Между тем тело юного витязя было несомо в гробе, украшенном серебром, золотом и багряными тканями. Смерть погасила огонь в очах, но не могла помрачить всей красоты его. Бледное лицо сохраняло еще остатки приятности. Длинные, черные волосы, каких ни Атис, ни Ганимед не имели, – скоро прах и пепел! – кудрями сходили по шее, снега белейшей. В ребре видна была глубокая рана, в которую вытекла вся его кровь и от которой он сошел в мрачное царство Плутоново.
Печальный и унылый, Телемак шел за гробом, осыпая тело цветами. Достигли места сожжения, и, когда покровы на гробе загорелись, он вновь залился слезами и говорил:
– Прощай, великодушный Гиппиас! Не смею назвать тебя другом. Почий в мире, о тень, достойная славы! Без любви к тебе я позавидовал бы твоему счастью: ты свободен от бедствий, нас окружающих, и путем светлым вышел из плена. О, если бы конец моих дней был подобен твоей кончине. Да прейдет тень твоя воды Стикса, и да внидет в обители Елисейских Полей! Слава да возвестит твое имя позднему потомству! Да почиет прах твой в мире!
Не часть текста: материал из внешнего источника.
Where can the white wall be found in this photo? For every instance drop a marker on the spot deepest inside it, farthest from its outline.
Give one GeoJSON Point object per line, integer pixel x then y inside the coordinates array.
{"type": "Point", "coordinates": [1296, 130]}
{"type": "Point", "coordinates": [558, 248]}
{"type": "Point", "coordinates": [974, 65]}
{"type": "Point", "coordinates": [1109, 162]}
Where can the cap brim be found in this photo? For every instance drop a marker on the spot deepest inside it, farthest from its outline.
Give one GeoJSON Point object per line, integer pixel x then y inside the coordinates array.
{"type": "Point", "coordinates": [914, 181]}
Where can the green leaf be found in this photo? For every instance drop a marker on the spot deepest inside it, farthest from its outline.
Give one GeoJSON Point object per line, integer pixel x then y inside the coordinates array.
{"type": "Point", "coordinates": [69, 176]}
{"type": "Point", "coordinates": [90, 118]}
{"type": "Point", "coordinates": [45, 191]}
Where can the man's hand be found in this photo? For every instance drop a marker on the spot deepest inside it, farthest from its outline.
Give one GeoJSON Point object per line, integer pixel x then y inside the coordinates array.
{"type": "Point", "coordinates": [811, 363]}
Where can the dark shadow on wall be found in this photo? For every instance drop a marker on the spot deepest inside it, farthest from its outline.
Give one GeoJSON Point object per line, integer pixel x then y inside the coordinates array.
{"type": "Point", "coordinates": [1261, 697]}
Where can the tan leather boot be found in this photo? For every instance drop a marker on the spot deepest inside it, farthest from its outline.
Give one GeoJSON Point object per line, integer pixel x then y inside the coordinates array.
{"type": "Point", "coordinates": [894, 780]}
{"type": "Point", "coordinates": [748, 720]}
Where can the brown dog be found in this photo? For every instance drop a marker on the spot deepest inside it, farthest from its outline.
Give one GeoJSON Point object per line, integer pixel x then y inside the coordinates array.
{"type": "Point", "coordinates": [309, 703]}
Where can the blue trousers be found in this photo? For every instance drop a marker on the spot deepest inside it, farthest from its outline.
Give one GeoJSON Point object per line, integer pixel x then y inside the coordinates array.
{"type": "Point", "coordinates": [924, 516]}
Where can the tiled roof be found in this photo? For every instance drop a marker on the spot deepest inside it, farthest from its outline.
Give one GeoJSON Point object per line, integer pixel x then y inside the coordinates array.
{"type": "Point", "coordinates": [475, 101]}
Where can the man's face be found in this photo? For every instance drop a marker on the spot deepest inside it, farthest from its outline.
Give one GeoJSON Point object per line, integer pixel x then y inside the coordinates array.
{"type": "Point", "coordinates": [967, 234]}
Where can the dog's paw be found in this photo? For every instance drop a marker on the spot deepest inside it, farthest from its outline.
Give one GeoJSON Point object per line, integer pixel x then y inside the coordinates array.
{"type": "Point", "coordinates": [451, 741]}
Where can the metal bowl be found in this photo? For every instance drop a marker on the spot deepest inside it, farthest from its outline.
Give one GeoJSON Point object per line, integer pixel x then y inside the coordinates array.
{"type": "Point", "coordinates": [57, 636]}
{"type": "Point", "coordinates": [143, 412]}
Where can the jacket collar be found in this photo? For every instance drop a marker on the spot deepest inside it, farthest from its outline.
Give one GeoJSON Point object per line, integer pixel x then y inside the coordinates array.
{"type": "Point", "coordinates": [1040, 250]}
На слова его, прерываемые воздыханиями, все войско отозвалось воплем: сожалели о Гиппиасе, рассказывали про его подвиги и соболезновали о смерти его, напоминая все его добрые качества, заслоняли недостатки его пылкого нрава и небрежного воспитания. О Телемаке, нежными чувствами дружбы возбуждавшем во всех еще большее умиление, говорили: «Не это ли тот самый грек, которого мы знали гордым, надменным и недоступным? Какон теперь кроток, человеколюбив, сострадателен! Отец его был любимцем Минервы, любит Минерва и сына: от нее, без сомнения, он получил совершеннейший дар, какой только свыше может ниспослан быть смертному, – мудрость с сердцем дружелюбным».
Огонь обратил в пепел тело Гиппиаса. На прах, еще дымившийся, Телемак вылил благовонную воду, потом собрал прах в золотую пеплохранительницу, обвил ее цветами и понес к Фаланту. Простертый, покрытый ранами, истощенный в силах, Фалант лежал при вратах смерти.
Тромофил и Нозофуг, посланные к нему сыном Улиссовым, употребили все средства к его уврачеванию и мало-помалу возвратили ему жизнь, отходившую; воскресла в нем крепость, тонкая и благодетельная сила, дух здравия, переходя из жилы в жилу, проникал в глубину его сердца, животворный огонь исторгал его из хладных рук смерти. Проходило изнеможение, но не сердечная горесть. Он, напротив того, теперь только начал чувствовать потерю брата. «К чему столько забот о моей жизни, – говорил он. – Не лучше ли бы мне умереть, пойти вслед за любезным моим Гиппиасом и не видеть его погибающего перед глазами моими? О Гиппиас! Отрада, свет моей жизни! Брат мой! Не стало тебя! Мне уже тебя не видеть и не слышать, не прижму я уже тебя к сердцу, не открою тебе своих скорбей, в печали тебя не утешу. О боги! Враги человека! Нет уже у меня Гиппиаса! Но мне ли лишиться его. Не во сне ли я все это вижу? О нет! Все совершилось. Гиппиас! Мне уже не видеть тебя, я был свидетелем твоей смерти, а сам должен жить, пока не отмщу за тебя. Падет от руки моей в жертву твоей тени жестокий Адраст, омывшийся твоей кровью».